# General beekeeping > Starting out >  What is the process of starting bee farming

## bycan

Hello everyone,

I have intention to start bee farming and organic honey production. This not gonna be as a hobby. I want to make business on honey production. Thats why i like to learn which official documents i need and where can i find lands for this purpose. I tried google but all i find complicated informations. Can someone please explain me with simple words about this subject.

Many Thanks.

----------


## Greengage

Buy this and read it then see, https://www.northernbeebooks.co.uk/p...steve-donohoe/

----------


## Adam

It takes a while to find suitable apiary sites and that's usually just by speaking to people locally. A local beekeeping association may be able to help as some will have people offering apiary sites.
Do you keep bees already?

----------


## Neils

I do not want to mess with your dreams but there are some very important questions to ask.
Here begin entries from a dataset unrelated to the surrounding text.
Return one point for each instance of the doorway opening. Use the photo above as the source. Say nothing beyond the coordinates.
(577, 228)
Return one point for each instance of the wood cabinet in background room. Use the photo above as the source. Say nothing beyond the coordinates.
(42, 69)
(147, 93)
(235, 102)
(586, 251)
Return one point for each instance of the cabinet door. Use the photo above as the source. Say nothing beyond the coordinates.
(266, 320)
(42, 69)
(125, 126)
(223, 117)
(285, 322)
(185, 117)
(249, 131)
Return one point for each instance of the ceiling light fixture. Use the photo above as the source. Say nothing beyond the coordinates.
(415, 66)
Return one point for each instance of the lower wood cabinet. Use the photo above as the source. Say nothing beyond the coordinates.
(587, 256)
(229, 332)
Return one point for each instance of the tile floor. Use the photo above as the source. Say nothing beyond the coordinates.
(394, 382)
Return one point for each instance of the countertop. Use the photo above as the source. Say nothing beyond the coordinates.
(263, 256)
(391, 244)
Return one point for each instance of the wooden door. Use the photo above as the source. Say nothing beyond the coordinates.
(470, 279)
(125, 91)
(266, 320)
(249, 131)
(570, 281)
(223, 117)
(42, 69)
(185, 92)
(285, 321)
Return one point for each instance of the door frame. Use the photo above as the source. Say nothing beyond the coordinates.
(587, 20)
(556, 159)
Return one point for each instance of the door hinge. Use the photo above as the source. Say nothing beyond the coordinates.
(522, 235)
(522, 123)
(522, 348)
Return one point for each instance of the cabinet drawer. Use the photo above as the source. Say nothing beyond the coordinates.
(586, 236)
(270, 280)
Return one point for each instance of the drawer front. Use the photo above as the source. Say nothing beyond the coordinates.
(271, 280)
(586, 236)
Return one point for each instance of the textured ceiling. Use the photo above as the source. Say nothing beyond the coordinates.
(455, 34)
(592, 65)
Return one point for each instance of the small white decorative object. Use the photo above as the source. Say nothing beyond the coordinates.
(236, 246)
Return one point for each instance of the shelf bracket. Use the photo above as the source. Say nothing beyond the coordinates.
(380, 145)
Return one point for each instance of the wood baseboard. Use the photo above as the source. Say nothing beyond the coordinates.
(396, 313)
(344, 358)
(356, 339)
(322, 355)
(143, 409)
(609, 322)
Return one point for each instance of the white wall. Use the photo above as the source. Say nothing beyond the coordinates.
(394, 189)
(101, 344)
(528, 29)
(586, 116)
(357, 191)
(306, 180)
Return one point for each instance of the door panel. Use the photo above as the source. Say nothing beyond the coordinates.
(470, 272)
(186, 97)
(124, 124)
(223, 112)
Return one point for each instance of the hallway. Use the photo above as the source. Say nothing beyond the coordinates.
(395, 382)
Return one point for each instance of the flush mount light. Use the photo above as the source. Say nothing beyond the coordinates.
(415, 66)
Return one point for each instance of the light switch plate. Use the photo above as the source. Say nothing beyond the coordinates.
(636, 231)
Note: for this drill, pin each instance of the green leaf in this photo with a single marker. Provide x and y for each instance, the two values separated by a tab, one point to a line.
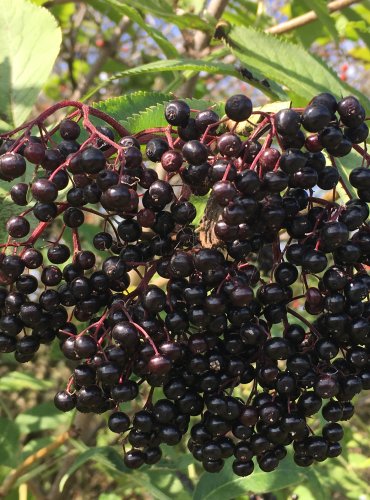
42	417
304	74
105	455
154	116
17	381
27	55
168	49
115	10
227	485
9	442
200	203
192	65
109	458
345	165
121	108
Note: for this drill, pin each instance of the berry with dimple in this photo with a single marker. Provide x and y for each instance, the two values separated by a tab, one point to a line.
12	165
180	294
177	113
238	107
316	117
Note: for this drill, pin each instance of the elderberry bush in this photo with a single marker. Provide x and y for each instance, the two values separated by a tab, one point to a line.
249	323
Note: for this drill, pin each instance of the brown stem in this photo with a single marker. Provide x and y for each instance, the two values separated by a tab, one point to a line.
29	462
109	50
201	41
308	17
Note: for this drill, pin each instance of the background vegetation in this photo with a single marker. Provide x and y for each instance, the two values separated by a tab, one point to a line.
106	50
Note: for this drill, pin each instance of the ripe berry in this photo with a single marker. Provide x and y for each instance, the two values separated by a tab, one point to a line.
177	113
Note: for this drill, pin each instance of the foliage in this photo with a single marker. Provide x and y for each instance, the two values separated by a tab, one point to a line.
154	49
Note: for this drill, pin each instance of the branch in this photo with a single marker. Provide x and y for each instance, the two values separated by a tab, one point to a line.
29	462
308	17
201	40
107	51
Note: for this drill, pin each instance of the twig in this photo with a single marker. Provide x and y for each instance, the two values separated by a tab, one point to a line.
30	460
201	40
308	17
107	51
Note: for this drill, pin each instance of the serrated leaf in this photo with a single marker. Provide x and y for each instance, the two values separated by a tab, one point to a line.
213	67
17	381
227	485
27	55
154	115
288	64
121	108
115	10
9	442
200	203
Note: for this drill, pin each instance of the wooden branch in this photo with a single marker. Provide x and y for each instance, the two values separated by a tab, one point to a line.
29	461
308	17
107	51
201	40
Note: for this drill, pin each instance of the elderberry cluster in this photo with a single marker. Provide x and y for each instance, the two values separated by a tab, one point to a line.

- what level of profit do you need to make to survive?
- where do you think your income arrives from?
- Have you got the sites ready to go?
- Have you got the bees/queens
- have you got the kit?

Next up is:
- have you got the space?
- have you got the equipment?

If you are starting out with the assumption "meh, how hard can it be?" then the answer is its bloody hard.  There's a reason 99% on this page do it as a hobby.

First and foremost, learn bees. Then figure out if you have the enthusiasm to try and make a living from them.

----------


## fatshark

Simple words ... very hard work.

I extracted honey a month ago. Over the weekend I shifted a ton of supers about - off the hives, into the car, into the warming room, to the extractor etc. The novelty soon wore off. The thought of having to do that to earn a living does not appeal.

In principle beekeeping is simple, in practice it's complicated - Google is probably right in this case.

----------


## Mellifera Crofter

Bycan, apart from what others have already said: where do you live?  Somewhere in the Scottish Highlands, far away from cultivated land?  I don't know what the rules for producing verified organic honey are, but I think it would probably include something like being in the centre of a three or four mile radius of pesticide-free land.
Kitta

----------


## typhil01

> Buy this and read it then see, https://www.northernbeebooks.co.uk/p...steve-donohoe/


Good afternoon, I am very glad to have found this topic. Thank you so much for the link to the book. It is very helpful for me as a beginner!

----------